Sen. Joyce Elliott, D-Little Rock
Elliott is not the only Democratic senator capable of protecting the minority from the tyranny of the majority, but she engages the most. The liberal lioness often offers alternative views to stringent conservative positions in a passionate and powerful way.
Sen. Jimmy Hickey, R-Texarkana
Hickey did yeoman’s work on lottery reform in 2015 and he asserted independence on issues that would suggest he’s not a lapdog for the status quo. With a strong 2017 session, he’ll be a strong contender to lead the Senate someday.
Sen. Bart Hester, R-Cave Springs
Never one to run from controversy, Hester often is a provocateur of policy change. Defund War Memorial Stadium? Cut taxes by a greater margin? He may not win the battles, but in the war to shift to a more conservative government, he’s advanced the cause. Leadership courts him because they need him.
Sen. Jim Hendren, R-Gravette
Hendren has done a lot of heavy lifting in the Senate with health care reform, tax cuts, and engaged problem-solving. Look for him to pursue new courses of policy debate in the 2017 session and look for him to lead on those issues.
Sen. Jeremy Hutchinson, R-Little Rock
Like Hendren, Hutchinson is a nephew of the governor and that adds a dimension of access and responsibility to his role. Hutchinson’s Judiciary committee will be active with prison and sentencing reform, constitutional questions, and hot potato topics. Expect his experience to steer unwanted legislation astray and desired legislation to the floor.
Sen. Keith Ingram, D-West Memphis
Ingram understands the State Senate as well as anyone.
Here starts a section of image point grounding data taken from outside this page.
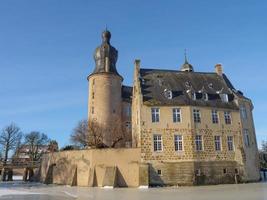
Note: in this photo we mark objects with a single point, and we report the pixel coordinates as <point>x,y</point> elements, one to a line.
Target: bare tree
<point>91,134</point>
<point>34,141</point>
<point>80,134</point>
<point>10,137</point>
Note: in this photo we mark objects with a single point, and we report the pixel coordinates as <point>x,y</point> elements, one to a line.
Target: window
<point>230,143</point>
<point>246,138</point>
<point>155,114</point>
<point>224,98</point>
<point>205,96</point>
<point>198,172</point>
<point>176,114</point>
<point>178,142</point>
<point>243,112</point>
<point>198,142</point>
<point>127,110</point>
<point>168,94</point>
<point>214,116</point>
<point>128,125</point>
<point>157,142</point>
<point>217,141</point>
<point>196,114</point>
<point>194,96</point>
<point>227,117</point>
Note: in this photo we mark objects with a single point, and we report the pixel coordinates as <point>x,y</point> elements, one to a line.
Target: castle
<point>173,127</point>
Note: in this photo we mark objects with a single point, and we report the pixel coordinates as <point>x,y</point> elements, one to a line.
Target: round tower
<point>105,101</point>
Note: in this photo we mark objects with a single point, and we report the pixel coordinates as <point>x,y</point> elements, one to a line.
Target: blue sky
<point>46,50</point>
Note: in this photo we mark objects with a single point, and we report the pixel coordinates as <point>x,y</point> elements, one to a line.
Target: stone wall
<point>194,173</point>
<point>105,105</point>
<point>92,167</point>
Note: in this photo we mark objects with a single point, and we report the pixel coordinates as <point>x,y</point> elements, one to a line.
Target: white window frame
<point>230,142</point>
<point>199,141</point>
<point>227,117</point>
<point>176,115</point>
<point>224,98</point>
<point>155,115</point>
<point>196,115</point>
<point>178,142</point>
<point>243,112</point>
<point>194,96</point>
<point>205,96</point>
<point>246,137</point>
<point>157,143</point>
<point>218,143</point>
<point>214,115</point>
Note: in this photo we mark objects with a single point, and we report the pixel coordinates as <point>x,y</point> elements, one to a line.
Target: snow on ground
<point>37,191</point>
<point>6,191</point>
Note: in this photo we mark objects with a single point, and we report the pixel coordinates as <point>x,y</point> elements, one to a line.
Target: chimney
<point>218,69</point>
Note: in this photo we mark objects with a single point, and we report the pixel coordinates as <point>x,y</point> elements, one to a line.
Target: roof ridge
<point>170,70</point>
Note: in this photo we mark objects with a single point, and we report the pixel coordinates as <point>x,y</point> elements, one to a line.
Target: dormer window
<point>168,94</point>
<point>224,97</point>
<point>205,96</point>
<point>194,96</point>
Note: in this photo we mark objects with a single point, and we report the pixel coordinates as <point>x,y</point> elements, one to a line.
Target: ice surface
<point>21,191</point>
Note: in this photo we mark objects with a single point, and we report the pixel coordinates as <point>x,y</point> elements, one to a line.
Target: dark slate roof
<point>126,93</point>
<point>155,81</point>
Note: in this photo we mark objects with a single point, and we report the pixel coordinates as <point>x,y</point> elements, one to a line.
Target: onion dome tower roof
<point>105,56</point>
<point>187,67</point>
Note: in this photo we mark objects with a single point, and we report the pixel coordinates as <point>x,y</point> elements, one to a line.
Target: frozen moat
<point>20,190</point>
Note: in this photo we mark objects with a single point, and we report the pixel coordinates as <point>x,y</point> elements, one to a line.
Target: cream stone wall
<point>89,167</point>
<point>250,153</point>
<point>239,165</point>
<point>127,123</point>
<point>188,129</point>
<point>105,104</point>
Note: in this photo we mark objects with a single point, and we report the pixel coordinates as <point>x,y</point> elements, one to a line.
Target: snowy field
<point>26,191</point>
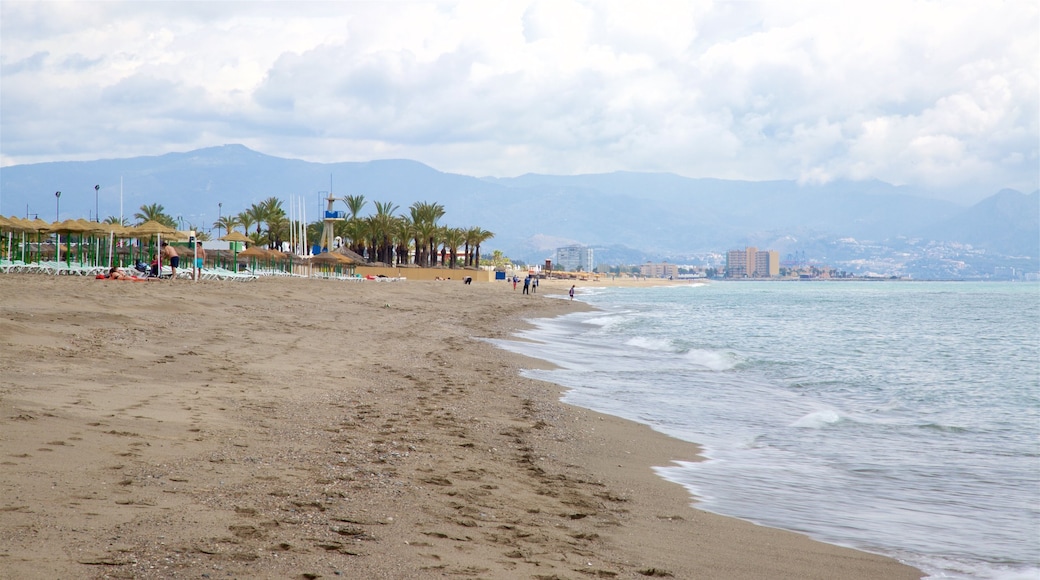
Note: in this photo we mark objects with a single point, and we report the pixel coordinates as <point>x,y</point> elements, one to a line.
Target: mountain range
<point>863,227</point>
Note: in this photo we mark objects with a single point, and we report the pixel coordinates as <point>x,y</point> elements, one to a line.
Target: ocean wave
<point>819,419</point>
<point>648,343</point>
<point>710,360</point>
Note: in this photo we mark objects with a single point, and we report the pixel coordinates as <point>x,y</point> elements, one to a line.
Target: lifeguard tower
<point>331,217</point>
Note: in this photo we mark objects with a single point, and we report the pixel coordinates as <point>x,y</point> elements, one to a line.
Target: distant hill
<point>1007,222</point>
<point>654,215</point>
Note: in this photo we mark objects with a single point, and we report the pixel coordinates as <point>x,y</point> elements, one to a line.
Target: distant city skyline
<point>941,96</point>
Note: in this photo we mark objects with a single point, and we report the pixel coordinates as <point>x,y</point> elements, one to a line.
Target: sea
<point>901,418</point>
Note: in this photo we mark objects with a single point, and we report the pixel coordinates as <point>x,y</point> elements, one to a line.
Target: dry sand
<point>296,428</point>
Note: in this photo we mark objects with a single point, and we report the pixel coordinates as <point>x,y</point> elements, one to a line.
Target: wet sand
<point>297,428</point>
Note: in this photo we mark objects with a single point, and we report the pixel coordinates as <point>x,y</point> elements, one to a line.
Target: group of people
<point>530,285</point>
<point>166,254</point>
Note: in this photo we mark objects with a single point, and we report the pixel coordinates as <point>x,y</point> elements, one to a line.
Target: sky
<point>939,96</point>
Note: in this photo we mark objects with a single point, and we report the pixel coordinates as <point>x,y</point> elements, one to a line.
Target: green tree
<point>475,236</point>
<point>452,238</point>
<point>424,215</point>
<point>154,212</point>
<point>245,220</point>
<point>227,222</point>
<point>275,218</point>
<point>355,204</point>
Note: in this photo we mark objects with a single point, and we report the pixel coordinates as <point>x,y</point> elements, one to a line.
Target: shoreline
<point>313,428</point>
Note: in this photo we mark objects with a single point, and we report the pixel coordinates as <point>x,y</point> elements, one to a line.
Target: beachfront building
<point>664,269</point>
<point>574,259</point>
<point>752,262</point>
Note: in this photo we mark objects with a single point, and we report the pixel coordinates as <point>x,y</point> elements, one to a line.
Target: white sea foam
<point>817,419</point>
<point>651,343</point>
<point>710,360</point>
<point>917,441</point>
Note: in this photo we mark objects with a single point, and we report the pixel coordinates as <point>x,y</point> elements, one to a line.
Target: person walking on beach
<point>200,260</point>
<point>175,260</point>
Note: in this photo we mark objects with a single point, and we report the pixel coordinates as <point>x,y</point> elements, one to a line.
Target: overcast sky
<point>936,95</point>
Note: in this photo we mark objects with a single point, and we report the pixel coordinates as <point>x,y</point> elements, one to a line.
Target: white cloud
<point>940,95</point>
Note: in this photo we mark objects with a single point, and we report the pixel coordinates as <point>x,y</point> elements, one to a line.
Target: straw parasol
<point>150,229</point>
<point>336,261</point>
<point>235,236</point>
<point>254,254</point>
<point>68,227</point>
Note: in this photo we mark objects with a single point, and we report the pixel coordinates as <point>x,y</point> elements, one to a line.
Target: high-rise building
<point>751,262</point>
<point>574,258</point>
<point>665,269</point>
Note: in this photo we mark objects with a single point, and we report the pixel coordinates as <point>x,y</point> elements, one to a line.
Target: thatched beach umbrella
<point>253,254</point>
<point>330,261</point>
<point>68,227</point>
<point>235,236</point>
<point>152,229</point>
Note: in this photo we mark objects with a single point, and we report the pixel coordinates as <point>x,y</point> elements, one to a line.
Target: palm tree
<point>381,231</point>
<point>481,237</point>
<point>452,238</point>
<point>355,204</point>
<point>423,233</point>
<point>154,212</point>
<point>245,220</point>
<point>356,231</point>
<point>424,215</point>
<point>201,235</point>
<point>258,214</point>
<point>404,232</point>
<point>228,222</point>
<point>273,214</point>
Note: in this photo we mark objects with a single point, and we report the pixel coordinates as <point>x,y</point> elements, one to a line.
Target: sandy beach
<point>309,428</point>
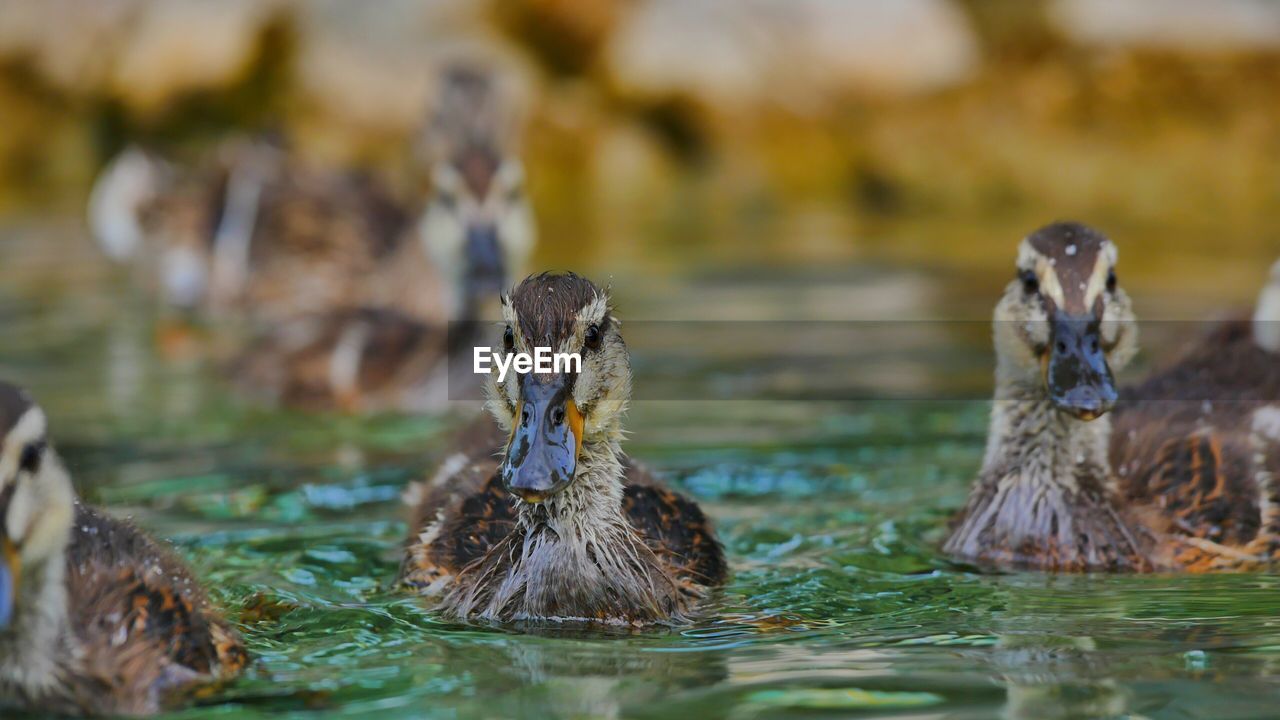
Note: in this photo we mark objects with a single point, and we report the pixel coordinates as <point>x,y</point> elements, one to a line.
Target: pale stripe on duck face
<point>1063,270</point>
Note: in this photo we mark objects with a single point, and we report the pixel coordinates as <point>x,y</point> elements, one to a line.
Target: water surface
<point>830,511</point>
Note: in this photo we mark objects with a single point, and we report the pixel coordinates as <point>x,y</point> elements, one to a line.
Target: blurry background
<point>768,160</point>
<point>679,135</point>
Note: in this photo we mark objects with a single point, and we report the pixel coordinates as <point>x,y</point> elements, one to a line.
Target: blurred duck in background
<point>346,297</point>
<point>1184,481</point>
<point>478,229</point>
<point>562,527</point>
<point>95,616</point>
<point>257,236</point>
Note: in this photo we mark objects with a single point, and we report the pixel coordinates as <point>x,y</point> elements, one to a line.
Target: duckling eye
<point>593,337</point>
<point>1031,283</point>
<point>31,458</point>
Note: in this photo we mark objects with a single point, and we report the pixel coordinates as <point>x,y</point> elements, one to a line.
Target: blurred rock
<point>791,51</point>
<point>69,42</point>
<point>1173,24</point>
<point>374,69</point>
<point>178,46</point>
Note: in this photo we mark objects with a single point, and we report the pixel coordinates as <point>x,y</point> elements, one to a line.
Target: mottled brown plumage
<point>360,360</point>
<point>149,636</point>
<point>101,619</point>
<point>375,331</point>
<point>1196,449</point>
<point>1179,477</point>
<point>611,545</point>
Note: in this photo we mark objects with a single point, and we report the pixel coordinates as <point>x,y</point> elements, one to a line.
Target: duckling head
<point>182,224</point>
<point>558,420</point>
<point>1064,323</point>
<point>478,226</point>
<point>36,497</point>
<point>123,190</point>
From rules to decorum to the power a senator can exert, he is expert at navigating the process. For Democrats, who are in the steep minority, he’ll keep them relevant at key times through his choice efforts.
Sen. Missy Irvin, R-Mountain View
Irvin will be active this session on major reforms involving the Department of Human Services. From foster care to health care to managed care and personnel issues, the administration would prefer to have Irvin in their corner versus fighting from the outside.
Sen. Jason Rapert, R-Bigelow
Love him or hate him – there seems to be little middle ground – Rapert will be seen, heard and felt in the 2017 session. He’ll offer an opinion on many subjects, speak up in a multitude of debates, and push the envelope on a variety of social issues including abortion, guns, religion and partisan politics. In the end, he’ll have more successes than failures.
Sen. David Sanders, R-Little Rock
Sanders will have a huge impact on what’s happening at the capitol. This session, you’ll eventually see his fingerprints on health care policy, prison and sentencing reform, tax cuts, and more. He’s developed a talent for working effectively behind the scenes with various groups and applying his conservative credentials in an original, thoughtful manner.
Sen. Larry Teague, D-Nashville
After a decade of legislative service, Teague is approaching “budget dean” status. He brings a nonpartisan approach to the perfunctory and detail-oriented task of preparing a state budget. It is among the most thankless, but all-important duties state lawmakers perform. Teague provides stability and institutional memory to the task.